(转)Is attacking machine learning easier than defending it?
Is attacking machine learning easier than defending it?
Feb 15, 2017
by Ian Goodfellow and Nicolas Papernot
In our first post, we presented a few ways that an attacker can break current machine learning systems, such as by poisoning the data used by the learning algorithm [BNL12], or crafting adversarial examples to directly force models to make erroneous predictions [SZS13]. In this post, we’ll take adversarial examples as an illustration of why attacking machine learning seems easier than defending it. In other words, we cover in detail some of the reasons why we do not yet have completely effective defenses against adversarial examples, and we speculate about whether we can ever expect such a defense.

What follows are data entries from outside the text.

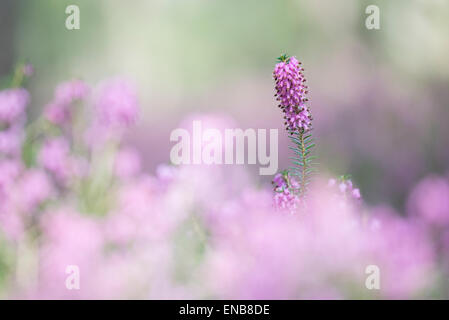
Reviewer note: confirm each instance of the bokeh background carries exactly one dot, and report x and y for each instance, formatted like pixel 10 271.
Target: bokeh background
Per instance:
pixel 379 97
pixel 380 101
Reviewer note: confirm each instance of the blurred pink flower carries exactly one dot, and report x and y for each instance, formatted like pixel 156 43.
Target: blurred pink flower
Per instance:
pixel 127 163
pixel 117 103
pixel 12 104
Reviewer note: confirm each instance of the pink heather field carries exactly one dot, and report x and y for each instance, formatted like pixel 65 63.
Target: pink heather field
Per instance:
pixel 109 191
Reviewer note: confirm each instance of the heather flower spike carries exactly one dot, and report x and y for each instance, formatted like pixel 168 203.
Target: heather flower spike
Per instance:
pixel 291 92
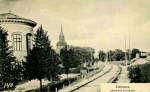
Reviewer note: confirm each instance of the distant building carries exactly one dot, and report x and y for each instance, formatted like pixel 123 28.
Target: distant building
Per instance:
pixel 20 32
pixel 61 43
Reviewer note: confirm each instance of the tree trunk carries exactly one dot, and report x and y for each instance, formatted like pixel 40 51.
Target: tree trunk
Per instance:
pixel 40 85
pixel 67 77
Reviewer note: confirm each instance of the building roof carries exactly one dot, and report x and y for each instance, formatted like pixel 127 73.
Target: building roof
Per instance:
pixel 10 17
pixel 61 41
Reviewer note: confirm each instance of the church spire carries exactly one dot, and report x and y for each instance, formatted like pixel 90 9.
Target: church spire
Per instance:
pixel 61 36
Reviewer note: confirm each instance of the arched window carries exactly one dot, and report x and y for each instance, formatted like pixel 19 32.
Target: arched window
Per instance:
pixel 17 42
pixel 28 41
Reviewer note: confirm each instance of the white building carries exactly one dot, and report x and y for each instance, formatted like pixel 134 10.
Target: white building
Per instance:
pixel 20 31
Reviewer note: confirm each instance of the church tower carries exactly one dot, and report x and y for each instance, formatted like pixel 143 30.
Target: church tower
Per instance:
pixel 61 43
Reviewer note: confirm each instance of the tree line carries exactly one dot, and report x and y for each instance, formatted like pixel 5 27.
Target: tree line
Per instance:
pixel 118 54
pixel 42 62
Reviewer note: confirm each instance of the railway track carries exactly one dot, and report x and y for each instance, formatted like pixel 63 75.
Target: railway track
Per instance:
pixel 94 85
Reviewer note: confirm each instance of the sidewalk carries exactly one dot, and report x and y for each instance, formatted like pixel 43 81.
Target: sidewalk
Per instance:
pixel 106 69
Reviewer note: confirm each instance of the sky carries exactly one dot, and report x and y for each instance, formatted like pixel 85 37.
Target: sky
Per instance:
pixel 101 24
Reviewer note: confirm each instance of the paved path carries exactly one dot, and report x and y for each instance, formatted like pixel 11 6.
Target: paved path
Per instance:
pixel 94 82
pixel 123 77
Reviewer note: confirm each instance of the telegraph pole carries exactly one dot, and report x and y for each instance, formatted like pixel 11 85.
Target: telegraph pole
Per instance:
pixel 125 53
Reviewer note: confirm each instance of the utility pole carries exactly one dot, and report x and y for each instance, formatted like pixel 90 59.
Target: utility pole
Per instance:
pixel 125 53
pixel 129 47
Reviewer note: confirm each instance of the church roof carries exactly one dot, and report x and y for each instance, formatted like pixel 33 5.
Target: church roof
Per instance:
pixel 10 17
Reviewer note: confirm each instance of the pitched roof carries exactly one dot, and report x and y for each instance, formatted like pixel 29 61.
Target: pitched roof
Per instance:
pixel 13 17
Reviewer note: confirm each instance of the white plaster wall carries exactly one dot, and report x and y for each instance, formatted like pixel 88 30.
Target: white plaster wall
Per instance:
pixel 23 30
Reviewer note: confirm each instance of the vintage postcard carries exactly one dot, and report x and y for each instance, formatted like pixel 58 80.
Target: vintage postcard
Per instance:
pixel 74 46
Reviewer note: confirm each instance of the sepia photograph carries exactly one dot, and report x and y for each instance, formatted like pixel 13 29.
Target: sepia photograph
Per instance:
pixel 74 45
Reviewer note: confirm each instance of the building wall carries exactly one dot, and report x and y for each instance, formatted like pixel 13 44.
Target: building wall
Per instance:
pixel 22 29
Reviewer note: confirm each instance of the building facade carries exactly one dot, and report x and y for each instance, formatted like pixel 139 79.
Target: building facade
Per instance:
pixel 20 32
pixel 61 43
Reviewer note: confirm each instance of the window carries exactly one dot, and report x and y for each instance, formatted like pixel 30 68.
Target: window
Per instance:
pixel 17 42
pixel 28 41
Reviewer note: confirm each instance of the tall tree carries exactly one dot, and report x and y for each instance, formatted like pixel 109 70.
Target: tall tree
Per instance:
pixel 101 55
pixel 42 61
pixel 118 55
pixel 10 69
pixel 70 59
pixel 134 52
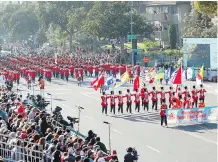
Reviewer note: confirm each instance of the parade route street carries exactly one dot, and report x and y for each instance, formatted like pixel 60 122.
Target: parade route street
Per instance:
pixel 196 143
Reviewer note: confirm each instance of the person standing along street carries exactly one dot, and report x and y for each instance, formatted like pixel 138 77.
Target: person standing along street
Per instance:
pixel 129 101
pixel 163 113
pixel 194 97
pixel 120 102
pixel 201 91
pixel 154 98
pixel 104 104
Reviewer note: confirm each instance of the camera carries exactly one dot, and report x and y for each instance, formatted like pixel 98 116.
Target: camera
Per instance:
pixel 73 120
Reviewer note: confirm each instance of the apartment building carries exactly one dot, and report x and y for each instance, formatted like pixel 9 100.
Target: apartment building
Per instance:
pixel 164 13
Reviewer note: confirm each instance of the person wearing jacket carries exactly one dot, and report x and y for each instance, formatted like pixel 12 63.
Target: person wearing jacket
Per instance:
pixel 100 144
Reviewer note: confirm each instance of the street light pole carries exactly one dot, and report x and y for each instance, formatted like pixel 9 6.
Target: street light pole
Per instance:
pixel 109 128
pixel 131 30
pixel 79 109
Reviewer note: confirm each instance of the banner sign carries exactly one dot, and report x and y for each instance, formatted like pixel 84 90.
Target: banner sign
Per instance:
pixel 193 115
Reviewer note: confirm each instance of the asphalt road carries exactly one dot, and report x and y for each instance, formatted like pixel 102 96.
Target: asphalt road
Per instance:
pixel 195 143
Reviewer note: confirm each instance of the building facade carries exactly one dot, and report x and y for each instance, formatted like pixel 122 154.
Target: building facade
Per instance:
pixel 162 14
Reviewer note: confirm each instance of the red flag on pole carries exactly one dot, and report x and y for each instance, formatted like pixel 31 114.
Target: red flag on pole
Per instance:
pixel 136 83
pixel 178 77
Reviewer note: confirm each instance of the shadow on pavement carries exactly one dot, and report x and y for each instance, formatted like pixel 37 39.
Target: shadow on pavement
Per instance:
pixel 153 118
pixel 199 128
pixel 58 99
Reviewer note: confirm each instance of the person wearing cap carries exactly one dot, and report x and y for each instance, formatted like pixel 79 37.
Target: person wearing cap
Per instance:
pixel 112 101
pixel 137 100
pixel 201 91
pixel 145 100
pixel 104 104
pixel 91 156
pixel 129 101
pixel 120 102
pixel 170 92
pixel 194 97
pixel 188 103
pixel 163 113
pixel 162 95
pixel 185 93
pixel 154 98
pixel 201 104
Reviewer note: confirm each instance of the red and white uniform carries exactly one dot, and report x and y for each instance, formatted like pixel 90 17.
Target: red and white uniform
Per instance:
pixel 128 98
pixel 194 95
pixel 104 100
pixel 137 98
pixel 145 97
pixel 112 100
pixel 153 95
pixel 162 95
pixel 120 99
pixel 201 92
pixel 186 93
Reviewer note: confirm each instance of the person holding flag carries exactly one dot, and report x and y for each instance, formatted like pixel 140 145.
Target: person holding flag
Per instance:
pixel 104 104
pixel 112 102
pixel 129 101
pixel 137 100
pixel 201 91
pixel 145 99
pixel 120 102
pixel 154 98
pixel 194 97
pixel 162 95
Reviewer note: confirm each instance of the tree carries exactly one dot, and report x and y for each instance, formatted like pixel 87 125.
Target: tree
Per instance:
pixel 59 13
pixel 206 7
pixel 172 36
pixel 199 25
pixel 112 20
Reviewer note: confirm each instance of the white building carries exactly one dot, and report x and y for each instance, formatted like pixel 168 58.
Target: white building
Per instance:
pixel 164 13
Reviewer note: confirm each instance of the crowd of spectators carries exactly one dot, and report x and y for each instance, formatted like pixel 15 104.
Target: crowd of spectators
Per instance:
pixel 27 134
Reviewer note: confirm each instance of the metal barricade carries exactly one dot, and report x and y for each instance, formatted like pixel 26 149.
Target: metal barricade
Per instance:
pixel 14 150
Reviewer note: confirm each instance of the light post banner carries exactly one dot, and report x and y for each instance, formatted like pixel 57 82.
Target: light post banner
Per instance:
pixel 193 115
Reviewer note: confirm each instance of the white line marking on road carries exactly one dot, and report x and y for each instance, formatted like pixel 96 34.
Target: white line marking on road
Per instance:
pixel 153 149
pixel 117 131
pixel 89 117
pixel 199 137
pixel 90 96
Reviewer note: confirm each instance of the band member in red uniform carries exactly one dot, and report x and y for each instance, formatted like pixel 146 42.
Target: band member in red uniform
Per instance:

An adversarial example is an input to a machine learning model that is intentionally designed by an attacker to fool the model into producing an incorrect output. For example, we might start with an image of a panda and add a small perturbation that has been calculated to make the image be recognized as a gibbon with high confidence [GSS14]:
![](http://cleverhans.io/assets/adversarial-example.png)
So far, it is much easier to design tricks like this that fool a model than it is to design models that can’t be fooled.
How have we tried to make ML models more robust to adversarial examples?
Let’s take a look at two defense techniques, adversarial training and defensive distillation, as examples of how a defender can attempt to make a machine learning model more robust and mitigate adversarial examples.
Adversarial training seeks to improve the generalization of a model when presented with adversarial examples at test time by proactively generating adversarial examples as part of the training procedure. This idea was first introduced by Szegedy et al. [SZS13] but was not yet practical because of the high computation cost of generating adversarial examples. Goodfellow et al. showed how to generate adversarial examples inexpensively with the fast gradient sign method and made it computationally efficient to generate large batches of adversarial examples during the training process [GSS14]. The model is then trained to assign the same label to the adversarial example as to the original example—for example, we might take a picture of a cat, and adversarially perturb it to fool the model into thinking it is a vulture, then tell the model it should learn that this picture is still a cat. An open-source implementation of adversarial training is available in the cleverhans library and its use illustrated in the following tutorial.
Defensive distillation smooths the model’s decision surface in adversarial directions exploited by the adversary. Distillation is a training procedure where one model is trained to predict the probabilities output by another model that was trained earlier. Distillation was first introduced by Hinton et al. in [HVD15], where the goal was for a small model to mimic a large, computationally expensive model. Defensive distillation has a different goal of simply making the final model’s responses more smooth, so it works even if both models are the same size. It may seem counterintuitive to train one model to predict the output of another model that has the same architecture. The reason it works is that the first model is trained with “hard” labels (100% probability that an image is a dog rather than a cat) and then provides “soft” labels (95% probability that an image is a dog rather than a cat) used to train the second model. The second distilled model is more robust to attacks such as the fast gradient sign method [PM16] or the Jacobian-based saliency map approach [PMW16]. Implementations of these two attacks are also available on cleverhans, respectively here and here.
A failed defense: “gradient masking”
Most adversarial example construction techniques use the gradient of the model to make an attack. In other words, they look at a picture of an airplane, they test which direction in picture space makes the probability of the “cat” class increase, and then they give a little push (in other words, they perturb the input) in that direction. The new, modified image is mis-recognized as a cat.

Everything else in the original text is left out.